What worries me is that I try so hard to be sensitive to the variations in my energy level, and fail so often. It frightens me that my children’s security is dependent on my unsturdy, unstable body. Also, the preemptive images that present themselves to me in my conception of my work are on a scale way out of proportion to my capacity to bring them into being. Truitt, Anne (2013-10-08). Daybook, Turn, Prospect: The Journey of an Artist (Kindle Locations 232-235). Scribner. Kindle Edition. 

Summer of Discovery

  • Gathering shells to bring home inhales and exhales of our beloved ocean.
  • Counting the collection of shark teeth.
  • Learning to love fresh in-season veggies.
  • Finding a pace by painting in small squares.
  • Looking long into the mirror of the "Highly Sensitive Person;" seeing myself there, all of me.
  • Inhaling the words of Elaine Aron, Juliet Benner, Kelly Schneider Conkling, and Richard Rohr.
  • Stretching my hand to those last few inches to grasp my own visual voice.
  • Stumbling upon "visio divina."
  • Being present.
  • Art as prayer.
  • Centering prayer.
  • Soul-scapes.

I can still feel the shifting and settling deep down below the surface. The whispered discoveries. The lists of truth. The pages of illumination.

Words to Paint By

"The notion that I do my work here, now, like this, even when I do not feel like it, and especially when I do not feel like it, is very important. Because lots and lots of people are creative when they feel like it, but you are only going to become a professional if you do it when you don’t feel like it. And that emotional waiver is why this is your work and not your hobby." Isabel Allende

Why the Silence?

“All true artists, whether they know it or not, create from a place of no-mind, from inner stillness. The mind then gives form to the creative impulse or insight. Even the great scientists have reported that their creative breakthroughs came at a time of mental quietude.”

~Eckhart Tolle from The Power of Now

But you can't hear the noise.

A regular day in the studio:

  • a bottle of water
  • an idea worth committing to
  • fast-flowing and time-muting noise

I'd heard of creative "flow" but didn't know what it was until the day I realized I couldn't stand working with noise.

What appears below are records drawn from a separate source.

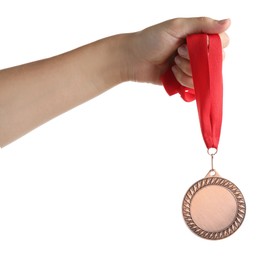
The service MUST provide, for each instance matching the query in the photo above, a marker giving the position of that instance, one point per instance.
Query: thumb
(188, 26)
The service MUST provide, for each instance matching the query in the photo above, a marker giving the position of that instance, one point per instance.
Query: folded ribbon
(205, 53)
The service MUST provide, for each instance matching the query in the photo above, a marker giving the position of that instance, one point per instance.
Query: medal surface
(213, 208)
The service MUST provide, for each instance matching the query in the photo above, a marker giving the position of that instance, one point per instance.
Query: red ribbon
(205, 53)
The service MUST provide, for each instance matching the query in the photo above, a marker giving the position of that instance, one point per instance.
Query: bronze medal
(213, 208)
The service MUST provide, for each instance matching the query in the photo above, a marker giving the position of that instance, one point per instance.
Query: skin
(33, 93)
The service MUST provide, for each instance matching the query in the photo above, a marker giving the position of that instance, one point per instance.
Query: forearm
(34, 93)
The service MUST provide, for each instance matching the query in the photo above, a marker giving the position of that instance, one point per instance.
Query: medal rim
(233, 189)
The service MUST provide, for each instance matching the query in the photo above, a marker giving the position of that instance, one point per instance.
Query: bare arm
(34, 93)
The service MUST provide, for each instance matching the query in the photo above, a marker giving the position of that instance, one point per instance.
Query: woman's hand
(156, 48)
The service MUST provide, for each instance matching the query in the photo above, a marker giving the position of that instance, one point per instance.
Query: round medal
(213, 207)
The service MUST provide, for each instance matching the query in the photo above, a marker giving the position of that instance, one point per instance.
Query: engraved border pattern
(241, 210)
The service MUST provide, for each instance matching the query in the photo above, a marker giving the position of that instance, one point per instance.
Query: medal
(213, 207)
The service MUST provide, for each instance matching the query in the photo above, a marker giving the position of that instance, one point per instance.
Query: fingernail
(223, 21)
(182, 50)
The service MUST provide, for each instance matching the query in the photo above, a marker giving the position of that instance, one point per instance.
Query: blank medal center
(213, 208)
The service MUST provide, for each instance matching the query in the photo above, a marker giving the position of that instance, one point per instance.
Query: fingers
(182, 77)
(186, 26)
(182, 69)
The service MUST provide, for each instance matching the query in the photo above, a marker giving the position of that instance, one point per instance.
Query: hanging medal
(213, 207)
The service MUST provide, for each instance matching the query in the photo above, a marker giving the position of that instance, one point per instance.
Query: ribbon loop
(205, 53)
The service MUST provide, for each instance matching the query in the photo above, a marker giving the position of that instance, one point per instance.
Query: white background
(106, 180)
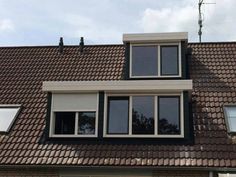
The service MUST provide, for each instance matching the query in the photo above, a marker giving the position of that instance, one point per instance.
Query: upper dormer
(156, 55)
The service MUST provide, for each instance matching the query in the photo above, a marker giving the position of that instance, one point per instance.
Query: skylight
(8, 114)
(230, 113)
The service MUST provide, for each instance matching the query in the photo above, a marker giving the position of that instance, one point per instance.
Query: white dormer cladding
(118, 86)
(155, 55)
(155, 37)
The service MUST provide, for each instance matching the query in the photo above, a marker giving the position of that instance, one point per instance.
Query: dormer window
(155, 55)
(155, 60)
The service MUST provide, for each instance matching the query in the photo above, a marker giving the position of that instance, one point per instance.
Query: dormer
(156, 55)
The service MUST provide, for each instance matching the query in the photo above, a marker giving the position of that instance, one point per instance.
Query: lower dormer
(127, 109)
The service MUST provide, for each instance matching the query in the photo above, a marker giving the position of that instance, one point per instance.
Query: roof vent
(81, 44)
(61, 45)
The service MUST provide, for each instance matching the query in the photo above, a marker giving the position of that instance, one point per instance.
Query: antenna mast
(200, 20)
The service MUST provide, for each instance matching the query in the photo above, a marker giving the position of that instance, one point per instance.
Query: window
(65, 123)
(155, 60)
(8, 113)
(143, 115)
(144, 60)
(139, 115)
(169, 115)
(118, 115)
(230, 114)
(169, 60)
(74, 115)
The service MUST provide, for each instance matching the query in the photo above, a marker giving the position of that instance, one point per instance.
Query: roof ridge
(52, 46)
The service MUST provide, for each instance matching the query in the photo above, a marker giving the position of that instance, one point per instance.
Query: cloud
(169, 19)
(93, 30)
(6, 25)
(218, 25)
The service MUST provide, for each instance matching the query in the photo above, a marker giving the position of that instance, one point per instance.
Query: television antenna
(200, 18)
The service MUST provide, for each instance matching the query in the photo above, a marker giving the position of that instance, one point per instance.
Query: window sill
(73, 136)
(143, 136)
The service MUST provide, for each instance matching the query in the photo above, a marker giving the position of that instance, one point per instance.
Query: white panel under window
(7, 117)
(74, 102)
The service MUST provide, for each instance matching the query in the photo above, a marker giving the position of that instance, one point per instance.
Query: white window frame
(158, 60)
(227, 117)
(2, 106)
(75, 135)
(156, 135)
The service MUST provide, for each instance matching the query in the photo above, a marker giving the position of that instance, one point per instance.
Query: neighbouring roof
(23, 69)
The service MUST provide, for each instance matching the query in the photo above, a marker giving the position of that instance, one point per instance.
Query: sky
(43, 22)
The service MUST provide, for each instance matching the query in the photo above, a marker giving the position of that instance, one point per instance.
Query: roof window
(8, 113)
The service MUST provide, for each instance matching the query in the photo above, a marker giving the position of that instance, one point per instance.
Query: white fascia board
(155, 37)
(117, 86)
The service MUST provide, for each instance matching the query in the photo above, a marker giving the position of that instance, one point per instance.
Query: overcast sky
(42, 22)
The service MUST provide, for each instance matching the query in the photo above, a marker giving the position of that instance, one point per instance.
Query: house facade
(155, 105)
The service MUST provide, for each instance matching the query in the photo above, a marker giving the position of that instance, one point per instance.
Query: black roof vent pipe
(81, 44)
(61, 45)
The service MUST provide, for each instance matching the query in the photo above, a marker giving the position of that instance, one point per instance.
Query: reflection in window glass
(169, 60)
(7, 115)
(118, 115)
(144, 61)
(86, 123)
(143, 115)
(64, 122)
(169, 115)
(231, 116)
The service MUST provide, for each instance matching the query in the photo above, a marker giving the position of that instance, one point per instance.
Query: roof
(23, 69)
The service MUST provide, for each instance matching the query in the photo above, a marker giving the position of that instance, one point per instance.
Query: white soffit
(117, 86)
(155, 37)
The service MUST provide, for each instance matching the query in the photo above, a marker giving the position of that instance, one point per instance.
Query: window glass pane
(118, 115)
(232, 124)
(231, 116)
(169, 60)
(231, 111)
(65, 123)
(143, 115)
(144, 61)
(169, 115)
(7, 116)
(86, 123)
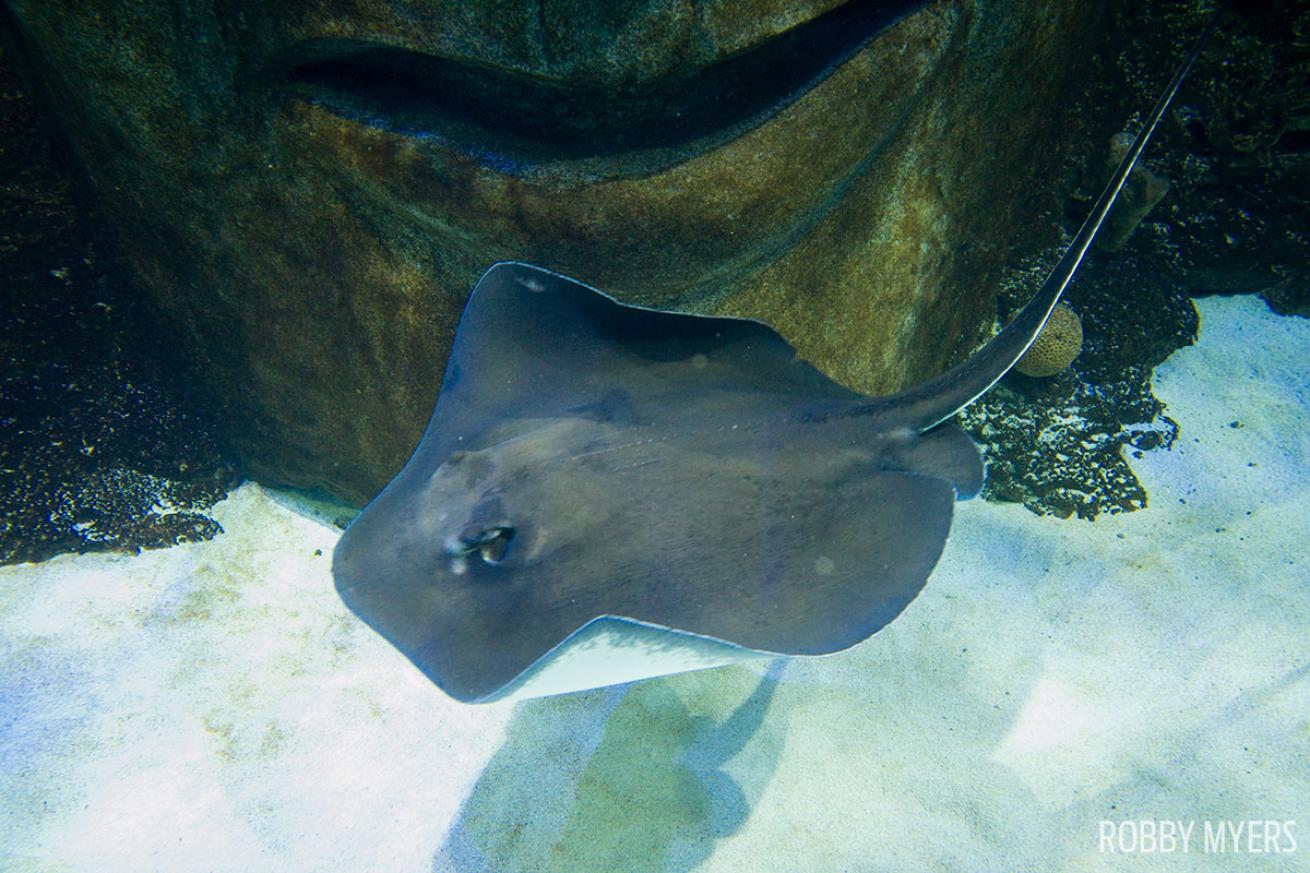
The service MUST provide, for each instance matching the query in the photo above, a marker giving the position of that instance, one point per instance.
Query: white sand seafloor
(214, 707)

I mean, I tried building my own soundtracks to sort of mimic the emotion of that day's piece. And when the music became distracting, I turned to podcasts. Then realized my inability to actually absorb the charlie-brown-teacher-wah-wah-wah prattle of conversation.

I thought I needed to fill the silence.

Then I gave up on filling the silence, and boy did those creative synapses in my brain start firing. That "fast-flowing and time-muting noise" all happens in my head. My neurons DANCE when the studio is quiet.